L'alleanza con i Cinque Stelle apre anche la questione del posizionamento del Pd. Nessuno, al congresso, si è presentato con una mozione che contemplasse un simile scenario. Si comincia - è l'autunno 2019 - a mormorare la parola "congresso". Zingaretti apre la Costituente delle Idee, un percorso di discussione che parte a novembre, da Bologna. Il Pd afferma la sua identità di partito con vocazione maggioritaria, ma rinuncia alla declinazione che ne aveva dato Renzi, ovvero nessuno alleanza. Insomma, un partito progressista e riformista che aspira a essere perno di una coalizione larga di centro sinistra.
Tutto questo rimane, però, sulla carta. L'arrivo della pandemia cambia tutto, le liti fra le correnti sono sospese. Zingaretti vive anche la malattia: per 23 giorni rimane chiuso in casa, assistito dal suo medico di fiducia. Passano i mesi del lockdown, il partito ne esce rafforzato grazie anche al lavoro fatto dal segretario che è sul podio dei leader che godono di più fiducia fra gli elettori. Ma con l'autunno, il governo Conte comincia a scricchiolare sotto i colpi di Matteo Renzi. E' una buona notizia come l'arrivo delle risorse del Recovery Fund, paradossalmente, a innescare la crisi.
A dicembre si parla di rimpasto, ma dopo le feste la strada del Conte II appare segnata. Zingaretti si propone all'ufficio politico, prima, e alla direzione poi di sostenere la linea a favore del premier uscente, considerato unico punto di equilibrio nella coalizione di centro sinistra. Dopo le dimissioni di Giuseppe Conte (che ottiene una fiducia risicata in Parlamento) il Presidente della Repubblica, però, incarica Roberto Fico di verificare se ci sia una maggioranza sui temi prioritari della legislatura e, fallito il tentativo, incarica Mario Draghi.
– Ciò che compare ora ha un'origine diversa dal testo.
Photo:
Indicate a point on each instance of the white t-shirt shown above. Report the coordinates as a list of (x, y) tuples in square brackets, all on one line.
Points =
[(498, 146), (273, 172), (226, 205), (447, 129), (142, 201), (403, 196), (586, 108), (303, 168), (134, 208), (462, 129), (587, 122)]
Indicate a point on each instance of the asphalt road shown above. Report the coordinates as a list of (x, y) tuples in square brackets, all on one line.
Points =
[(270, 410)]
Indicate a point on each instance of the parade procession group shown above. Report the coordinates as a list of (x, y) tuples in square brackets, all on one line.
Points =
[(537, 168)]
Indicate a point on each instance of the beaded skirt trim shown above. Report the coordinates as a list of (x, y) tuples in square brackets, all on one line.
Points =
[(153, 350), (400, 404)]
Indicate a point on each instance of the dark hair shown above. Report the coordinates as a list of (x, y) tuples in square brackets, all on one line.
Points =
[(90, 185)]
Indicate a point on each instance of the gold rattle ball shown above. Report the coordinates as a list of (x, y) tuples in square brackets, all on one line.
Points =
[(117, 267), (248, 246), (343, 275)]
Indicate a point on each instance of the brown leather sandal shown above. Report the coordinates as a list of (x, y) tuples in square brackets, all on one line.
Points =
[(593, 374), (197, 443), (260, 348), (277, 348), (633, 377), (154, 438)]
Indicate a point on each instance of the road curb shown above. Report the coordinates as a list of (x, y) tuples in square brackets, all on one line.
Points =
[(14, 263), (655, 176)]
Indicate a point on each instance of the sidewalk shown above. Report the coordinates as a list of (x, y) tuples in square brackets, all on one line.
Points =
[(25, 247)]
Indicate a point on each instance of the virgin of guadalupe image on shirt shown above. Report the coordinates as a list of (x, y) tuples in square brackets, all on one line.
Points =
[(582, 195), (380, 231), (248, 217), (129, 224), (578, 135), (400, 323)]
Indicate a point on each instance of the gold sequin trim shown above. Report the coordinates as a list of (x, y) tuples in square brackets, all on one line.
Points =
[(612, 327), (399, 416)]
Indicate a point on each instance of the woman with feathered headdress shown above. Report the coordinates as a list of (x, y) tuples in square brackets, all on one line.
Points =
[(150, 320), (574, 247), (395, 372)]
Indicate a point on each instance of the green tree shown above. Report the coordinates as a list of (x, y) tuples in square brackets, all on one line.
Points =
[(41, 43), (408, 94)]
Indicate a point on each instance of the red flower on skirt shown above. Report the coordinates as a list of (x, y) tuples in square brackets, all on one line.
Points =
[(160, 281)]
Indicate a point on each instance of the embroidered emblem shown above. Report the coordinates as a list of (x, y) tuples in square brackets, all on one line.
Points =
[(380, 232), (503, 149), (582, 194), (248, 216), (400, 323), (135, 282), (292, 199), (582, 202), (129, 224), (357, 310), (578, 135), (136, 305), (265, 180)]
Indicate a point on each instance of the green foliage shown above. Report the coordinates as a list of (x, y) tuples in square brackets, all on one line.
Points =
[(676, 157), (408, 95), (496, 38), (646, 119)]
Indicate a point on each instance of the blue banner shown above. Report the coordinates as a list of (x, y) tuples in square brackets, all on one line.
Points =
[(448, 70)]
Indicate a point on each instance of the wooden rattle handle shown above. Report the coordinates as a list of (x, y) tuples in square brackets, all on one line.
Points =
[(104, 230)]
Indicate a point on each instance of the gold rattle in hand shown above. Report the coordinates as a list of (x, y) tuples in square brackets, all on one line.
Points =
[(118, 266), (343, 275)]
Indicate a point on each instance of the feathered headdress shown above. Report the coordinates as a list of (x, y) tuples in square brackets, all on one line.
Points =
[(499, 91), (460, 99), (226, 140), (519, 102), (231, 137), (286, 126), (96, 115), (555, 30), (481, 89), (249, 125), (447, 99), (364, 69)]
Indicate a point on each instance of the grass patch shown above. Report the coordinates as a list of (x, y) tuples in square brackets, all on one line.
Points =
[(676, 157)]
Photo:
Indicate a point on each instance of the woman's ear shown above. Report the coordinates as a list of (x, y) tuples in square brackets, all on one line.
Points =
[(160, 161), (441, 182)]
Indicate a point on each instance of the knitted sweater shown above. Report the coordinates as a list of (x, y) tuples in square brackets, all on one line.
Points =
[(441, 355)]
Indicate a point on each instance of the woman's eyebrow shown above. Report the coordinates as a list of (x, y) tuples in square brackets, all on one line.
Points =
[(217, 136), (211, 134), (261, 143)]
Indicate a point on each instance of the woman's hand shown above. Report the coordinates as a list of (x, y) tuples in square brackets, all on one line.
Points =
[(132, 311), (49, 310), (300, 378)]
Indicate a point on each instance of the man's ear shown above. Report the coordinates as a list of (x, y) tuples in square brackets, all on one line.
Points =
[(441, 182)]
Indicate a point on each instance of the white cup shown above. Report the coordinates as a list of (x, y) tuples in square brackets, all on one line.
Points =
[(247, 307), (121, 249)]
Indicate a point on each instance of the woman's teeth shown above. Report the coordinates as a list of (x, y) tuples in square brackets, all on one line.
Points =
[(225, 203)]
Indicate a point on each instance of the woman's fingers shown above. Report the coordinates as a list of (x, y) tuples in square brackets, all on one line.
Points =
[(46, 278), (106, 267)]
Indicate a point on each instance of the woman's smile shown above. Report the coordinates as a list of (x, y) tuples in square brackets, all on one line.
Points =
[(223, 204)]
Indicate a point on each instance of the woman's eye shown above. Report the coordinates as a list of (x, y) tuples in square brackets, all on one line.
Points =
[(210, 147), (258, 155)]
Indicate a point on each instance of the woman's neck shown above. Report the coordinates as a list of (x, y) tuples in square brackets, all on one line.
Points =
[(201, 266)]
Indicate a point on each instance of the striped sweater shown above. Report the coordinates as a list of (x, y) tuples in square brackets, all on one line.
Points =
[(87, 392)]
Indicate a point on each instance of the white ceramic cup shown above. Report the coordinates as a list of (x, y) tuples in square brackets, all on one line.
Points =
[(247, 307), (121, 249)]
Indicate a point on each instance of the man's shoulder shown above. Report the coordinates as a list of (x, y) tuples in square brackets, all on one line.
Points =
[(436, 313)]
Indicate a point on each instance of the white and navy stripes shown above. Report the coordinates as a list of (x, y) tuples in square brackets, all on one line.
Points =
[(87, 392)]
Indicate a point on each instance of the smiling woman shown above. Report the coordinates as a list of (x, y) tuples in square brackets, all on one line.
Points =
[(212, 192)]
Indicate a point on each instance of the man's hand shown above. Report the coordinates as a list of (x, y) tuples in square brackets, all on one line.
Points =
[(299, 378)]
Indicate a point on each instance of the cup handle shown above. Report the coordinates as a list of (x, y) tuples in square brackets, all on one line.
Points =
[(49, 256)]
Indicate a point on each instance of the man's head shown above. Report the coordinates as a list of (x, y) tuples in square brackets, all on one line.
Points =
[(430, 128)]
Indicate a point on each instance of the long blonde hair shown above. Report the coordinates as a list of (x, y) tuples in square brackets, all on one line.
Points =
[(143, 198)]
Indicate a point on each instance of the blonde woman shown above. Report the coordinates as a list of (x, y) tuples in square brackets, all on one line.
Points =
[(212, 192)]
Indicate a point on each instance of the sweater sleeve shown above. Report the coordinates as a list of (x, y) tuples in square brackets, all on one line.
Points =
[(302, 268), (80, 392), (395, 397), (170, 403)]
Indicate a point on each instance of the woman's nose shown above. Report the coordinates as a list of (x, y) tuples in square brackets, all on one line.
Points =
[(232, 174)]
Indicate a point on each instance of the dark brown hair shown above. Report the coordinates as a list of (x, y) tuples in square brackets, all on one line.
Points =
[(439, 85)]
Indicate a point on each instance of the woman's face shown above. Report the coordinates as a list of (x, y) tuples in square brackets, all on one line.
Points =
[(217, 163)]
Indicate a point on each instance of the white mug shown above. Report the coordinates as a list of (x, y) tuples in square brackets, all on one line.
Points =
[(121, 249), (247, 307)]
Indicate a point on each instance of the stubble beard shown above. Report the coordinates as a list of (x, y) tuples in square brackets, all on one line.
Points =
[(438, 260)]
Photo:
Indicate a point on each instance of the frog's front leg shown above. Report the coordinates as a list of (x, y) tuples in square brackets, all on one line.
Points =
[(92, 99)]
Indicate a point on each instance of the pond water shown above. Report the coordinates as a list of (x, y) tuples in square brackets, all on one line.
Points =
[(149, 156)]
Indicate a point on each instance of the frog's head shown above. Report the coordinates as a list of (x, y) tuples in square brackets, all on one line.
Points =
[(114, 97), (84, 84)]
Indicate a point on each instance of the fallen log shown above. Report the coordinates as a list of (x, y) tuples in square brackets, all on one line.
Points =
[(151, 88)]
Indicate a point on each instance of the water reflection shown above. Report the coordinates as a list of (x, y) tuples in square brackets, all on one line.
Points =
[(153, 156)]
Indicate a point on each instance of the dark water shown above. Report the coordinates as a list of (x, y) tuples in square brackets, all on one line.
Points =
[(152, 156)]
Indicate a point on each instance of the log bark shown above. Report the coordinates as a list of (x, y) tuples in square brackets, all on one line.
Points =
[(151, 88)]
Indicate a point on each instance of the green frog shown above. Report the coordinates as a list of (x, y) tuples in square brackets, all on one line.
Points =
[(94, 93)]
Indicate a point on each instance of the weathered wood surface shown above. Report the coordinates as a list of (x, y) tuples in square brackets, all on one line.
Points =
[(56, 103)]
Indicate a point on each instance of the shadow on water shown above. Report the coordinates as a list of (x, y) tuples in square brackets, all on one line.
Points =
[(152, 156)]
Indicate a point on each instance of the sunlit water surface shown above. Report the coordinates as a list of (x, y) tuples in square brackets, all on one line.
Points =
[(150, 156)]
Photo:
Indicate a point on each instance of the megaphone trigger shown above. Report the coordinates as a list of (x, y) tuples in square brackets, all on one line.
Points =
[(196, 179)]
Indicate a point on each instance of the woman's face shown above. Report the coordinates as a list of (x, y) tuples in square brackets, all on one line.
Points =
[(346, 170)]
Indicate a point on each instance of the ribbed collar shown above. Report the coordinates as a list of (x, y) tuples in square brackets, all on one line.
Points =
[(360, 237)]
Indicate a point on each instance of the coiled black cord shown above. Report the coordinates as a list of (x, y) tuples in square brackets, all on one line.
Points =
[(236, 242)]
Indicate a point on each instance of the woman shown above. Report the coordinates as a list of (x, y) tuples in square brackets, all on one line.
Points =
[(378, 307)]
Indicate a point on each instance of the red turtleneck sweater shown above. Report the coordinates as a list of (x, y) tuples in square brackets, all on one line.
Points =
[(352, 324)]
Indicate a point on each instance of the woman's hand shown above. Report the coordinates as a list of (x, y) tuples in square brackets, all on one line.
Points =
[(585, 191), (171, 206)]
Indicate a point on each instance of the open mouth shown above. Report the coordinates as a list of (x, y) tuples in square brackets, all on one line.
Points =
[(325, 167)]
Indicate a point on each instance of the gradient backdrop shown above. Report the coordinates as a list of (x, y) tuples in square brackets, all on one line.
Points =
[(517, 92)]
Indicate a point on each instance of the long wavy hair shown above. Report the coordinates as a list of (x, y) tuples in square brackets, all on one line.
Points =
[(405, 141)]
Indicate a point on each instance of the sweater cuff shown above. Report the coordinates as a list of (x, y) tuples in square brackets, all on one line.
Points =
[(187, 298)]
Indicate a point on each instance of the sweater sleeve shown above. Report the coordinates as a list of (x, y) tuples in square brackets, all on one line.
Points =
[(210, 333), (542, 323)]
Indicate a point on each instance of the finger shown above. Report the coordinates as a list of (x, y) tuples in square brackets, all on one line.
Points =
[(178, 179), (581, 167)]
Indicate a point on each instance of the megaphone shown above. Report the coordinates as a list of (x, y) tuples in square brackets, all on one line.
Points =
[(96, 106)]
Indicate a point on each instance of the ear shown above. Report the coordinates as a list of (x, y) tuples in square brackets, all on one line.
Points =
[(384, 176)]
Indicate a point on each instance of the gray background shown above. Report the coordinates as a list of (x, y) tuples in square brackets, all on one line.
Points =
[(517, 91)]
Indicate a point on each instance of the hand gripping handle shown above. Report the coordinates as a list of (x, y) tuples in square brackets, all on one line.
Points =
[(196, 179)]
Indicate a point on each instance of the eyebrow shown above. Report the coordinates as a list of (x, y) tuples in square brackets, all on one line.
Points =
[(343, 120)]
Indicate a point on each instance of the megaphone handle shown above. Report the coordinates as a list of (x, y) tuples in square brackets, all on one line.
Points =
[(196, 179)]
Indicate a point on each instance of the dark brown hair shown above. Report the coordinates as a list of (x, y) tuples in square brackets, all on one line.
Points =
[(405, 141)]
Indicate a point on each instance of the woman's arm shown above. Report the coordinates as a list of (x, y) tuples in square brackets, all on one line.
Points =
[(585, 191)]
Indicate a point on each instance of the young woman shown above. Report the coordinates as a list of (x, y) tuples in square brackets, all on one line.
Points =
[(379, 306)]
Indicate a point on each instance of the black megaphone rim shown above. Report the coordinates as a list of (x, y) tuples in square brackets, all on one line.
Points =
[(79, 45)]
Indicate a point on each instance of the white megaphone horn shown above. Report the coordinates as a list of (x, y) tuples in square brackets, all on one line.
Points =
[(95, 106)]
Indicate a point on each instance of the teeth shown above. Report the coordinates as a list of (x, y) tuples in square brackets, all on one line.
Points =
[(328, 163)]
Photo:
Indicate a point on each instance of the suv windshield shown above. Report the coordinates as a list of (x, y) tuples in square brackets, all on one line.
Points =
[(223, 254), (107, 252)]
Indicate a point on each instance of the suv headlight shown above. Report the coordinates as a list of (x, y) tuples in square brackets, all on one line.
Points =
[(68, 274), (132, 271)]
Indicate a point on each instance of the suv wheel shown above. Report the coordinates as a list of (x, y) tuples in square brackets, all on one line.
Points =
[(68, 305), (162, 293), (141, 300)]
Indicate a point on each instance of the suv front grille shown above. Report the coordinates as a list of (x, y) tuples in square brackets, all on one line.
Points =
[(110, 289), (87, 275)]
Si lavora alla formazione del nuovo governo e ancora una volta, Zingaretti usa l'unità come unica bussola. Accontenta le correnti e non chiede posti per sè o per i suoi fedelissimi. Tra i ministri, però, non c'è nemmeno una donna e questo apre la batteria delle minoranze contro il nazareno, con alcuni parlamentari vicine a Matteo Orfini in prima linea. Nonostante Lorenzo Guerini sia stato riconfermato alla Difesa, i malumori si allargano a Base Riformista che chiede esplicitamente il congresso. Così per venti giorni. Fino ad oggi e al post, dai toni inediti per Zingaretti: "Mi vergogno che nel Pd si parli solo di poltrone in piena pandemia".